The primary goal of the Human Genome Project was to sequence the 3 billion base pairs that make up human DNA. From the sequence, the 20,000 to 25,000 estimated human genes could be identified. However, the genomes of other scientifically significant species were also sequenced as part of the Project, including the genomes of the fruit fly, mouse, yeast, and roundworm. The Project developed new tools and technology for genetic manipulation and sequencing. Public access to the genome assured the entire planet could access the information to spur new discoveries.

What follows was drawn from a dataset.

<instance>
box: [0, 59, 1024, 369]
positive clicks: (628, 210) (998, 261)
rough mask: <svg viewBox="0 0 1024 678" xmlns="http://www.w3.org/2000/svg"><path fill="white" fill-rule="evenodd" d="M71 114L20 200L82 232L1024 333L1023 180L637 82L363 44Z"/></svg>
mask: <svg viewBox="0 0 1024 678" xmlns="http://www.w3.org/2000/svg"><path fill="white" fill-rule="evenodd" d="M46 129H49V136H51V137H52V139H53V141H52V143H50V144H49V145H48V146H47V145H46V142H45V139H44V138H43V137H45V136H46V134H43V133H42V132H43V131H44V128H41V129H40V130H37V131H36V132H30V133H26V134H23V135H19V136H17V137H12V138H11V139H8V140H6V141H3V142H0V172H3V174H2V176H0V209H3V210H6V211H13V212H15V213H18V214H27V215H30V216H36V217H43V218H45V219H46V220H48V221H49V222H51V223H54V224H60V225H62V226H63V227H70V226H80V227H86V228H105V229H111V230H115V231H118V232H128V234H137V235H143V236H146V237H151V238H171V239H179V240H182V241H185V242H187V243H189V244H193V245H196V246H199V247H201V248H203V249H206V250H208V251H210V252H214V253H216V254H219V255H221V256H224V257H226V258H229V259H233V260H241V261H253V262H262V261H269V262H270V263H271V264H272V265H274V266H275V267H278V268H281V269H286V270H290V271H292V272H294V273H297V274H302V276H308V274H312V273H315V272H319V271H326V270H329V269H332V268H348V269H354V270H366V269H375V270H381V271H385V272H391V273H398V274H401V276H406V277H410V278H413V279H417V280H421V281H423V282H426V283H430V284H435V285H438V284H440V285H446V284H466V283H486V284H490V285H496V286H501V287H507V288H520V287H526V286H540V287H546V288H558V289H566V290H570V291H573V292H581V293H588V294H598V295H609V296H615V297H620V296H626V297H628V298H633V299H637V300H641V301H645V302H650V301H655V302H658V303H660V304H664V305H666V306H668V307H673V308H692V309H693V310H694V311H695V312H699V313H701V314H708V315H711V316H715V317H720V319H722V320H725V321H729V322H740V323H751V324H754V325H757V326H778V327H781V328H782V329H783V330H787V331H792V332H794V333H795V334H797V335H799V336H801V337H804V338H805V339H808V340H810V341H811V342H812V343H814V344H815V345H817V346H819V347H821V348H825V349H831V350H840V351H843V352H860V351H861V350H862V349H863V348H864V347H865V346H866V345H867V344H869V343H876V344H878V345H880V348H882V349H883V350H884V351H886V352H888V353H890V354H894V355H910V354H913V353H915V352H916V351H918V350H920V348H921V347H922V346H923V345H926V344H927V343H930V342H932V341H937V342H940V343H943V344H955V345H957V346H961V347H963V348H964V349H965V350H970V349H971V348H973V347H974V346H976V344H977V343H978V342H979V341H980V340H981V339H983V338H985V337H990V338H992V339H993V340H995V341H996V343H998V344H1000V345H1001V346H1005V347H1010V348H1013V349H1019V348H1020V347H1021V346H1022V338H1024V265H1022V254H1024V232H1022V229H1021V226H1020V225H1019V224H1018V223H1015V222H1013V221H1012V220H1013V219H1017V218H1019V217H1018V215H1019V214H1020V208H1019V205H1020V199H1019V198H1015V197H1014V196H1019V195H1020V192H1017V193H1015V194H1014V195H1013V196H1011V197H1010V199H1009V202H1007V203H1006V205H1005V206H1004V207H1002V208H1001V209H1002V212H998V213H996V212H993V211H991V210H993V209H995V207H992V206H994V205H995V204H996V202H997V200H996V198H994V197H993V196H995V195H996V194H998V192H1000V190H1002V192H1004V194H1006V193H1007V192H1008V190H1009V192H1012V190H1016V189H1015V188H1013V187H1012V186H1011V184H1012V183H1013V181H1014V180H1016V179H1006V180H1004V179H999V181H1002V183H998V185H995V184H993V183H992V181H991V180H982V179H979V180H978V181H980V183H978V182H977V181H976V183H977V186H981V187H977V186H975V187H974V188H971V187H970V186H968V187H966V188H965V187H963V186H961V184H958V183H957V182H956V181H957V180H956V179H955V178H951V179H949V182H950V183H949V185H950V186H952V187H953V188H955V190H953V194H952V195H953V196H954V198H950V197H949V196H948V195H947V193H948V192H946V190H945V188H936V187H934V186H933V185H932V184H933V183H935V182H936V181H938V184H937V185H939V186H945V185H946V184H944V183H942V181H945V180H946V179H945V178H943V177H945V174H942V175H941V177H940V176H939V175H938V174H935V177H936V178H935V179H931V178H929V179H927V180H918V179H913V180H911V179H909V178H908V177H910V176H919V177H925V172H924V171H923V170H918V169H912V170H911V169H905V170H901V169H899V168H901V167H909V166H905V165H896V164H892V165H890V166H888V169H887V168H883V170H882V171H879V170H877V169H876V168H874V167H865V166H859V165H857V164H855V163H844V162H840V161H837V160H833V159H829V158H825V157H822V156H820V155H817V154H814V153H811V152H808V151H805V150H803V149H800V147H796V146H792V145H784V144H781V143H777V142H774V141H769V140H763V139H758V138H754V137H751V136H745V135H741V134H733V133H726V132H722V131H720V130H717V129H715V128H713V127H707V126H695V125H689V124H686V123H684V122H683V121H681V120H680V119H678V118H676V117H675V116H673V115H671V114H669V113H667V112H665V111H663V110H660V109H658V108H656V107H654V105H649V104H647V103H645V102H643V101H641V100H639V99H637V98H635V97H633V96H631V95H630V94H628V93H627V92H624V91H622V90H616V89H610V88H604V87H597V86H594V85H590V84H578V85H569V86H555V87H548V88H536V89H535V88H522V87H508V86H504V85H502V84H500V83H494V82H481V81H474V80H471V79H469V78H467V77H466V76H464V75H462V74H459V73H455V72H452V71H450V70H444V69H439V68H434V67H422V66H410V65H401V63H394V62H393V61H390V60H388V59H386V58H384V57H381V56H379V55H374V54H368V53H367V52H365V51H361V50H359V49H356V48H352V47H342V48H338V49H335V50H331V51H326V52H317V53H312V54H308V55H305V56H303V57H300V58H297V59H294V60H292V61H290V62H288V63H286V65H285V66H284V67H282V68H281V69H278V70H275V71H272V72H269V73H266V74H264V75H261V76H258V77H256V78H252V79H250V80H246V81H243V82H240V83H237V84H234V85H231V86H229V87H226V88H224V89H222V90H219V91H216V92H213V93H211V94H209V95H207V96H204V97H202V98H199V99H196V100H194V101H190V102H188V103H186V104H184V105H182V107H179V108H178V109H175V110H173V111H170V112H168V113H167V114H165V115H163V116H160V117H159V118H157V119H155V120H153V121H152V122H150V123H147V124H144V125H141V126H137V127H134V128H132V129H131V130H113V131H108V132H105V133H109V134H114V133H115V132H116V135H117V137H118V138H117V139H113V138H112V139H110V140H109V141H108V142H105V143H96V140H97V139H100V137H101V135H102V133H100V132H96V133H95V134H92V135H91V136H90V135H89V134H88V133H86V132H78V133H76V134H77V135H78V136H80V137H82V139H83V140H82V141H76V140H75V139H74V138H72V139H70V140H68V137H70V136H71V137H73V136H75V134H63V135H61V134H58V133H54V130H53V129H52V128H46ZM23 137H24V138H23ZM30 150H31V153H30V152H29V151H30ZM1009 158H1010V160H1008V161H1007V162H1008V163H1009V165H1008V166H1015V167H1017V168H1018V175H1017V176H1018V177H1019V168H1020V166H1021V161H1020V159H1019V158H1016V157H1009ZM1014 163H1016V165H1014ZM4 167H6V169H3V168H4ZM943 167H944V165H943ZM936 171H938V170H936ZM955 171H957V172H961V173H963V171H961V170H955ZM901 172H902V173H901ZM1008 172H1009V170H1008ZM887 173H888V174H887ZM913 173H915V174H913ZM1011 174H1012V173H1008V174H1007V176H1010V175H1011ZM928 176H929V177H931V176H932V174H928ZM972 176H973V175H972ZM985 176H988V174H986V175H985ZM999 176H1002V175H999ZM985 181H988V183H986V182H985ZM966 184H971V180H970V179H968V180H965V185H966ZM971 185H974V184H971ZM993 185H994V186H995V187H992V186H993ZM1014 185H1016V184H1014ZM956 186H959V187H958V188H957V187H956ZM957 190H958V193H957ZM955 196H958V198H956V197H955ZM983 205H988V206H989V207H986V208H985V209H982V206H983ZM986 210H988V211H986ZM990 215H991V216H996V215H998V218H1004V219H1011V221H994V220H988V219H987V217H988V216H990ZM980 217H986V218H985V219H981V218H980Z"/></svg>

Why the Human Genome Project Was Important

The Human Genome Project formed the first blueprint for a person and remains the largest collaborative biology project that humanity ever completed. Because the Project sequenced genomes of multiple organisms, scientist could compare them to uncover the functions of genes and to identify which genes are necessary for life.

Scientists took the information and techniques from the Project and used them to identify disease genes, devise tests for genetic diseases, and repair damaged genes to prevent problems before they occur. The information is used to predict how a patient will respond to a treatment based on a genetic profile. While the first map took years to complete, advances have led to faster sequencing, allowing scientists to study genetic variation in populations and more quickly determine what specific genes do.

The Project also included the development of an Ethical, Legal, and Social Implications (ELSI) program. ELSI became the largest bioethics program in the world and serves as a model for programs that deal with new technologies.